Isn’t this more characteristic of the waiting we usually do? The waiting seasons of our lives are less often marked by joy and hope and more often marked by pain and fear. They are not often cozy or comforting but difficult and dark and even laborious.
We wait as a pregnant mother waits for her child to be born—there’s a vision of the joy to come, to be sure, but in the throes of gut-wrenching labor pains, we think we might actually die before we see that joy fulfilled. We groan and writhe and wonder when the pain will end, just to be met with fresh wave after fresh wave, the pain intensifying at every turn, until we’re met with more mess and more rawness than we know what to do with. After a long season of pregnancy, when the fullness of time has arrived, the advent of labor ushers in the real period of waiting—and it is active and painful and raw.
I’ve been thinking a lot about this phrase, the fullness of time. We read it in Galatians 4:4-5:
When the fullness of time had come, God sent forth his son, born of a woman, born under the law, to redeem those who were under the law, so that we might receive adoption as sons.”
The fullness of time makes me think of that perfectly round, fit-to-burst pregnant belly. That mom is aching for sweet relief, for new life. How often I try to skip ahead in my own waiting—to end the wait at the halfness of time, or the three-quarterness of time—because that last bit of waiting . . . it is the most painful of all. We’ve been stretched all we can be stretched. We’ve been made to stand all we can stand. And then we’re called to wait some more.
Advent is that sacred space: the anticipation that comes in the space between pains, the catching our breath and readying our bodies and hearts and minds for what’s next. It is holy and hushed, sweetly relieving. It propels us forward in time toward the main event, to the wholeness and the healing, but in the fullness of time. Not by own our clocks or calendars but by the divine hand of the Lord.
So for this Advent, I find myself returning to some predictable habits to create in me those fresh waves of anticipation.
I’m setting my alarm a bit earlier, carving out sacred space in my favorite chair with my Bible and a journal.
I’m toning down the merry music and filling my ears with traditional hymns.
I’m closing my eyes and remembering the pain of labor, reminding myself of Mary’s sacrifice, of the world’s collective groaning, of the work it takes to wait well.
I’m sitting in the heartbreak of Advent, remembering that in order for our weary world to rejoice fully, we have to steep in the sadness.

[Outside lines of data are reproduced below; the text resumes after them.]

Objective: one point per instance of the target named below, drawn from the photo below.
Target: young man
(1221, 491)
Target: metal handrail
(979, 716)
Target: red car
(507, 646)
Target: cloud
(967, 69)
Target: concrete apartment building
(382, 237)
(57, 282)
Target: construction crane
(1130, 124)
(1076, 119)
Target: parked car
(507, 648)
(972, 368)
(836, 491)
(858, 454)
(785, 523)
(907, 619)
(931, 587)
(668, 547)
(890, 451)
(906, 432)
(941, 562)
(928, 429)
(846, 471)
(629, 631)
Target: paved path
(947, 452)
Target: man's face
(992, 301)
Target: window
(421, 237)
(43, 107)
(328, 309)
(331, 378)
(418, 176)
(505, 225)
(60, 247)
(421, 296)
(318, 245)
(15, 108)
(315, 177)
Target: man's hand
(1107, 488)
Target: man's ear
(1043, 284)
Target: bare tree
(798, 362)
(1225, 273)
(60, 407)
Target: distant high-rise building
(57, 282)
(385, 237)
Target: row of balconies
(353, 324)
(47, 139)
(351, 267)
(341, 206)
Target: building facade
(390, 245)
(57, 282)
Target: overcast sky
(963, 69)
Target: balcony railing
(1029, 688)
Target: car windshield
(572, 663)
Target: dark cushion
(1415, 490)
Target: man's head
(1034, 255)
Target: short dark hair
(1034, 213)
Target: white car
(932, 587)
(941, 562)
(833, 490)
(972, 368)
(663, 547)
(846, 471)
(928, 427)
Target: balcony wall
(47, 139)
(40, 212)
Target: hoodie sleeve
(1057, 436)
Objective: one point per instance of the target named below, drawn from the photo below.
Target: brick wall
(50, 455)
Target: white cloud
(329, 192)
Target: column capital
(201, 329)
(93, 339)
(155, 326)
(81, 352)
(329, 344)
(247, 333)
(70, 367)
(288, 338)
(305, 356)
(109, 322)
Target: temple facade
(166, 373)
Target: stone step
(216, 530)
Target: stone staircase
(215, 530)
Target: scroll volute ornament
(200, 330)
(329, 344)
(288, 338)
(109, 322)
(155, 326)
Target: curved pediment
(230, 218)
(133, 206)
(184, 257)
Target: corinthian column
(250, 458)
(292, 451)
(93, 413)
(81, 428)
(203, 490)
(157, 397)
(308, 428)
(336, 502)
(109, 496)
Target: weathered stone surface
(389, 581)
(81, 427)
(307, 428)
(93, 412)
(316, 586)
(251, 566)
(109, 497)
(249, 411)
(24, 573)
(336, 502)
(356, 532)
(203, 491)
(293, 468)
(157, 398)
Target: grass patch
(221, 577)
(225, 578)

To appreciate the coming of the light, we have to endure the darkness.
I’m looking toward the birth of Christ with great anticipation, with great hope, and with a new appreciation for the fullness of God’s time.
And I’m reflecting on the pains our world is enduring as we wait for another advent, another coming of Christ. Bifrost Arts Music puts it this way:
In labor all creation groans till fear and hatred cease,
Till human hearts come to believe: in Christ alone is peace.”
This is what we’re waiting for, friends. We’re waiting for the calm after the coming, the peace after the pain. We’re waiting for fear and division and the pain of being broken open to subside and give way to unity, healing, and wholeness.
Let us wait well and with great expectation this Advent season.